3. Using Shiro's syntax, enter your public key:
4. Repeat 1-3 to make a new key that you can use for regular ssh syntax.
command="~/bin/svnserve -t" ssh-rsa [key omitted]
5. On your Windows computer, edit C:\User\Username\AppData\Roaming\Subversion\config. In the [tunnels] section, add this on a new line:
Question: is this step necessary?
ssh=C:\\Program\ Files\ \(x86\)\\PuTTY\\plink.exe -ssh -i C:/SomePath/private.ppk
3. Start Pageant from Putty and click "Add Key." Pick the same private key as above. It'll ask you for the passphrase for this private key, so enter it. This private key corresponds to the public key on the server
4. TortoiseSVN can now fully interact with the server.
Question: Are you using Pageant from the Putty package to manage your keys? You mentioned using Putty. Is that only for interactive ssh shells or does TortoiseSVN pay attention to settings make in Putty?
Question: A window containing plink.exe jumps up obnoxiously whenever I use TortoiseSVN. Anyone else getting this? How can I get rid of it?
* On the server, in ~/.ssh/authenticated_keys, you can specify the absolute path of svnserve ( /home1/username/bin/svnserve ) or relative ( ~/bin/svnserve)
* The order you specify your keys in ~/.ssh/authenticated_keys does not seem to matter.
** I have a sneaking suspicion that putting the one you use most frequently first in the list will make your experience faster.
* In Windows, using Putty's Pageant, you can specify multiple keys.
** The order your specify your keys in Pageant doesn't seem to matter. I have a sneaking suspicion that putting the one you use most frequently first in the list will make your experience faster.
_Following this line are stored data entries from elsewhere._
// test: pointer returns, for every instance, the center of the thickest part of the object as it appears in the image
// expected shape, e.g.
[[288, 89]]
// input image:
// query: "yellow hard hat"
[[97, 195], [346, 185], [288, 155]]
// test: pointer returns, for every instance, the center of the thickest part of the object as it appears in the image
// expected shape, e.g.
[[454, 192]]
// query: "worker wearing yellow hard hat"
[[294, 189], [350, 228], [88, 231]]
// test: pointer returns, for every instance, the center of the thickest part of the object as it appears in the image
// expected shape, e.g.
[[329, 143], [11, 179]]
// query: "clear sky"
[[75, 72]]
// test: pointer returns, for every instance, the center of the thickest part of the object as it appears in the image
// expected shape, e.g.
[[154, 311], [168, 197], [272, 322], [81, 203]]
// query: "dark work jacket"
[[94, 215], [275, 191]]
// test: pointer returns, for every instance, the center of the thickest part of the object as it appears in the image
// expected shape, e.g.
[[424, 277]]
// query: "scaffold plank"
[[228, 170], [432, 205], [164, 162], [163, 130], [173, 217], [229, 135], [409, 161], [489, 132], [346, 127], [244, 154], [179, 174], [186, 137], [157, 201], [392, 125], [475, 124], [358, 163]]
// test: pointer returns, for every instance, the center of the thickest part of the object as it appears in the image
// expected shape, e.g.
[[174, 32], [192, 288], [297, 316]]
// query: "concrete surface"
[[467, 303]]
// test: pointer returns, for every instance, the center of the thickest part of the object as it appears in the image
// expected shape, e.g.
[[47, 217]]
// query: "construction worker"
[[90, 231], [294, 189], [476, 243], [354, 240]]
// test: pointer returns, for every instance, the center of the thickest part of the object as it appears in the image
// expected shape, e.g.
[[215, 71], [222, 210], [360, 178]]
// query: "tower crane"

** If they happen to have the same passphrase in multiple keys, Pageant will try to use the same passphrase, so in theory you only have to enter it once for many keys.
*** Years ago, I spoke with the Pageant developers about this being a security hole, but they (correctly) defended that it's not a hole, rather it's a convenience.
*** This came up years ago when I did open source development on multiple projects; perhaps this is not appropriate for more secure work.